Dünya Uygur Kurultayı kurucusu Enver Can: "Dolkun İsa yüzünden davamız ve teşkilatımız büyük zarara uğradı"

Dünya Uygur Kurultayı kurucusu Enver Can, tacizci başkan Dolkun İsa’nın kendisine ölüm tehdidini anlattı: "O tehdidi Münih’te sabıkalı (tescilli) bir kaç kişiyle danışarak organize bir şekilde yaptığını düşünüyorum. Tüzüğe göre başkanlığa yeniden aday olamaz"

Haber Merkezi Haber Merkezi
Dünya Uygur Kurultayı kurucusu Enver Can: "Dolkun İsa yüzünden davamız ve teşkilatımız büyük zarara uğradı"

Haber: Yusuf Tunçer

Dünya Uygur Kurultayı kurucusu Enver Can: "Dolkun İsa yüzünden davamız ve teşkilatımız büyük zarara uğradı" - Resim : 1

(Yusuf Tunçer ve Evren Can)

ABD Ulusal Demokrasi Vakfı’nın (NED) desteklediği “Dünya Uygur Kurultayı”nın liderleri arasında ölüm tehditlerine varan tarışmalar yaşanıyor. Yapının genel merkezi Almanya’da bulunuyor. Kuruculardan Almanya’da yaşayan Enver Can, ismi cinsel taciz olayına bulaşan başkan Dolkun İsa’nın, kendisine ölüm tehdidinde bulunduğunu söyledi. İsa, 29 Temmuz’da Can'ı arayarak, "Bana yönelik taciz iddialarını ele almayı bırakmazsanız, sizi topluluk üyeleriyle birlikte ziyaret edeceğim, bu da ölümle sonuçlanabilecek." diye tehdit etti.
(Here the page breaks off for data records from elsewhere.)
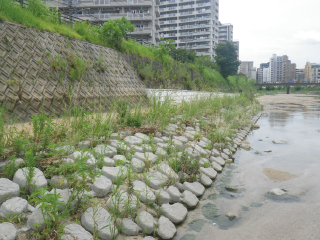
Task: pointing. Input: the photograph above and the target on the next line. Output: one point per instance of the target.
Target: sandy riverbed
(293, 166)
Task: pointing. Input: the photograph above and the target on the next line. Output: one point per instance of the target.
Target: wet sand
(293, 166)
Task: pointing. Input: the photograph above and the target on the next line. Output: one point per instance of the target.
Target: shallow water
(293, 166)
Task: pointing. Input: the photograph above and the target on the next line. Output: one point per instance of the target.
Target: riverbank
(117, 180)
(292, 166)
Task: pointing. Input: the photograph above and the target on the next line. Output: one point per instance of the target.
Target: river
(293, 166)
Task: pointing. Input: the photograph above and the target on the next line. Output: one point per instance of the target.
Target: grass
(217, 117)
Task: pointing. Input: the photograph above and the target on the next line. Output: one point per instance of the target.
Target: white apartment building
(246, 67)
(225, 33)
(190, 24)
(141, 13)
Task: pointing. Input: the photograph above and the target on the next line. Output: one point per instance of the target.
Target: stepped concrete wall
(36, 73)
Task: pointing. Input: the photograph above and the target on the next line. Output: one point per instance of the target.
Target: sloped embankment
(46, 72)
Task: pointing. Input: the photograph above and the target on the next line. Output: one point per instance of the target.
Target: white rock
(129, 227)
(143, 137)
(137, 165)
(115, 173)
(8, 189)
(132, 140)
(205, 180)
(279, 142)
(190, 199)
(99, 220)
(107, 151)
(145, 222)
(216, 166)
(156, 179)
(168, 171)
(101, 186)
(76, 231)
(14, 207)
(210, 172)
(84, 144)
(174, 193)
(162, 197)
(195, 187)
(182, 139)
(203, 162)
(277, 191)
(59, 182)
(109, 162)
(146, 157)
(38, 179)
(121, 201)
(143, 192)
(8, 231)
(218, 160)
(35, 220)
(176, 212)
(166, 229)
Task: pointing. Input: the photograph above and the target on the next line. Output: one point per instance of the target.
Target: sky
(282, 27)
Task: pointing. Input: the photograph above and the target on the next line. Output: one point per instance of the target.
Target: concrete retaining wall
(29, 83)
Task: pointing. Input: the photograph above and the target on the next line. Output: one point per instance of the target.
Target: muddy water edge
(293, 166)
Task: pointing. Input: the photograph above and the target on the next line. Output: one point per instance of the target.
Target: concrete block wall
(30, 85)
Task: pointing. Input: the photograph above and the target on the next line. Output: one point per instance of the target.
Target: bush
(112, 32)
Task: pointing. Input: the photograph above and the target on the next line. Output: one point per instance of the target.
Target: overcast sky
(282, 27)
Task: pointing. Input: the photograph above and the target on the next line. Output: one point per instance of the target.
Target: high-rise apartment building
(191, 24)
(312, 72)
(141, 13)
(246, 68)
(225, 33)
(281, 69)
(262, 73)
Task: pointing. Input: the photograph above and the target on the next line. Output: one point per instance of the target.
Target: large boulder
(166, 229)
(14, 207)
(8, 231)
(38, 180)
(8, 189)
(175, 212)
(99, 220)
(76, 231)
(146, 222)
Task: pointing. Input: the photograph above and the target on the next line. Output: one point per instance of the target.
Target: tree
(227, 59)
(206, 61)
(184, 55)
(112, 32)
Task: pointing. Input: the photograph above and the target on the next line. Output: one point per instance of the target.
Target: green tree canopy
(112, 32)
(227, 59)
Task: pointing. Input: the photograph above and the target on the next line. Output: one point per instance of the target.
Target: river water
(293, 166)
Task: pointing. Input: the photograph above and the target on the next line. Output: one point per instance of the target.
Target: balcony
(135, 1)
(187, 13)
(203, 11)
(141, 30)
(156, 9)
(156, 23)
(133, 16)
(186, 6)
(101, 2)
(168, 2)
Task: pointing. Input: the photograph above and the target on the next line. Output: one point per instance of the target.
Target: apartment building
(281, 69)
(225, 33)
(141, 13)
(190, 24)
(300, 74)
(246, 68)
(312, 72)
(262, 73)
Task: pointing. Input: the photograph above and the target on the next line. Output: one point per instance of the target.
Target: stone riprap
(155, 182)
(28, 57)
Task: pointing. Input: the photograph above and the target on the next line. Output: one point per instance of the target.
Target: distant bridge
(288, 85)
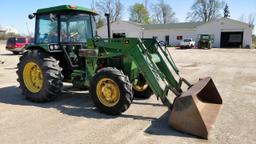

Enver Can, Alman polisine suç duyurusunda bulundu.

“Dünya Uygur Kurultayı (WUC)”un Başkanı Dolkun İsa’nın cinsel tacizine uğrayan Belçika’da yaşayan Türk kızı Esma Hazal Gün, olayın bütün ayrıntılarını 1 Haziran’da Aydınlık’a anlatmıştı. 'Kamu güvenliğini tehdit' gerekçesiyle hakkında Türkiye’ye giriş yasağıda olan Dolkun İsa’nın cinsel taciz skandalının yankıları sürüyor. “İnsan hakları” için mücadele ettiğini ileri süren ve kadınların kötü muamele gördüğü gerekçesiyle Çin’i çeşitli ülkelerde açtırdığı davalarla mahkum ettirmeye çalışan (son örnek Arjantin) Dolkun İsa'nın, kendi yaptığı tacizin üstünü kapatma girişimlerine mağdurlardan, Uygur Diasporasından ve dünyanın çeşitli ülkelerindeki akademisyenlerden tepkiler giderek artıyor. Dolkun İsa ve yönetimindeki WUC, tepkileri bastırmak için hakaret ve ölüm tehdidine varan yöntemlerine başvuruyor.

Dünya Uygur Kurultayı kurucusu Enver Can: "Dolkun İsa yüzünden davamız ve teşkilatımız büyük zarara uğradı" - Resim : 2

(Dolkun İsa ABD Ulusal Demokrasi Vakfı-NED’den ödül alırken)

WUC, taciz skandalının gölgesinde 24-27 Ekim 2024 tarihleri arasında Bosna Hersek’in başkenti Saraybosna’da toplanarak yeni genel başkan ve yönetimini belirleyecek. WUC’un tuttuğu sözde “bağımsız bir araştırma kuruluşundan” alacağı olumlu raporla Dolkun İsa’nın kendisini aklanmış gibi göstermesi ve tüzüklerindeki “iki dönem” kuralını çiğneyerek üçüncü kez başkanlığa aday olması bekleniyor.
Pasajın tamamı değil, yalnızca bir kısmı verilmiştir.